Part of me wants to somehow tell her that the slimfast is my way of actually eating breakfast (I like to sleep as late as I possibly can on work/school days) rather than part of any diet. The hot pockets were, this time, for my husband (I still had some of my favorite pizza ones left), and the soda is a reward. I drink a cream soda when I need to relax from a day (or week) of hard work, and I rarely have more than one a week. Those twelve bottles (the black cherry was for my husband to try) will last me nearly three months.

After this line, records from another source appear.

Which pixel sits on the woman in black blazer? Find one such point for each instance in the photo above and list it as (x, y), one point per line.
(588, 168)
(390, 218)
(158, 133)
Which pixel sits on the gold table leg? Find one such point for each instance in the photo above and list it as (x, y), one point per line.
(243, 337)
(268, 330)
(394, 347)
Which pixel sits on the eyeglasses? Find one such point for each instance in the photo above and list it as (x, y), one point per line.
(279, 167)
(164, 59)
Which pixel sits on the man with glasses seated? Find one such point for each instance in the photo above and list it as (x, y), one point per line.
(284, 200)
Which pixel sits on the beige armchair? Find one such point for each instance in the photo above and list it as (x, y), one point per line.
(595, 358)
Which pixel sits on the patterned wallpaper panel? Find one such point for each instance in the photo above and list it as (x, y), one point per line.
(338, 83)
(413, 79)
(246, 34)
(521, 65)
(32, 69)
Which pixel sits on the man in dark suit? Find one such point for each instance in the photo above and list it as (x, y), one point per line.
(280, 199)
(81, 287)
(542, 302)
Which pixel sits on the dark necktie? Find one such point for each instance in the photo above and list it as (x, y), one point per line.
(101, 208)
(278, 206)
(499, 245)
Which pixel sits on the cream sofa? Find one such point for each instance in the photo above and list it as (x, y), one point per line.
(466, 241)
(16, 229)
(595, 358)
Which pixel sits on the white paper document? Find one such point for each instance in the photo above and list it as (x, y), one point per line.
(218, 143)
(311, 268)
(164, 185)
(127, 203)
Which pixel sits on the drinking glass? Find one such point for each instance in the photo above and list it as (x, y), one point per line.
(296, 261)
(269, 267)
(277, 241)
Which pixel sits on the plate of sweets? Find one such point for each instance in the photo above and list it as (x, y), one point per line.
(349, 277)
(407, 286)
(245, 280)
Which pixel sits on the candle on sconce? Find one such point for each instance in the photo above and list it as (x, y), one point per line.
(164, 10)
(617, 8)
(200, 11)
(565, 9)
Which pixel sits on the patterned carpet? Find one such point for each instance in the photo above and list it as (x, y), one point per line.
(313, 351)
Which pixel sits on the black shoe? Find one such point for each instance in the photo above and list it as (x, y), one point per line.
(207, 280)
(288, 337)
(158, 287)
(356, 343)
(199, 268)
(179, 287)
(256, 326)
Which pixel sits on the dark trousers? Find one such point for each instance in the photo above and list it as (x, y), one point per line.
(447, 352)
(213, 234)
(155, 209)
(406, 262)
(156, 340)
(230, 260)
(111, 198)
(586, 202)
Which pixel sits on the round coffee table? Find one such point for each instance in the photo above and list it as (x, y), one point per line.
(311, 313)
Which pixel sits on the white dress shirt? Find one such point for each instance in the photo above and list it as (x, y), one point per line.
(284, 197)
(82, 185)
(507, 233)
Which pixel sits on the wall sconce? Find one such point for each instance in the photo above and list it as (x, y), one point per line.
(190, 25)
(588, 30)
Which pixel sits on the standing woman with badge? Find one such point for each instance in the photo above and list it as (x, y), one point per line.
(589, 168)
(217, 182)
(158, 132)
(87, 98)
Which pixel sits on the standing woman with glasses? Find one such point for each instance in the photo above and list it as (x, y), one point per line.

I’m guessing that the cashiers don’t really care what I buy, though I could be wrong about that. Perhaps they like to play the same guessing game I do. Perhaps they have become inured to the items that they scan and bag. But there is a story behind each and every assortment of groceries on that conveyor belt, even if it’s something as simple as running out of milk. So I challenge you to occasionally look at that conveyor belt and come up with explanations for your fellow shoppers’ choices. Then take a moment to realize that you might be entirely wrong about your assumptions, or you might be entirely right.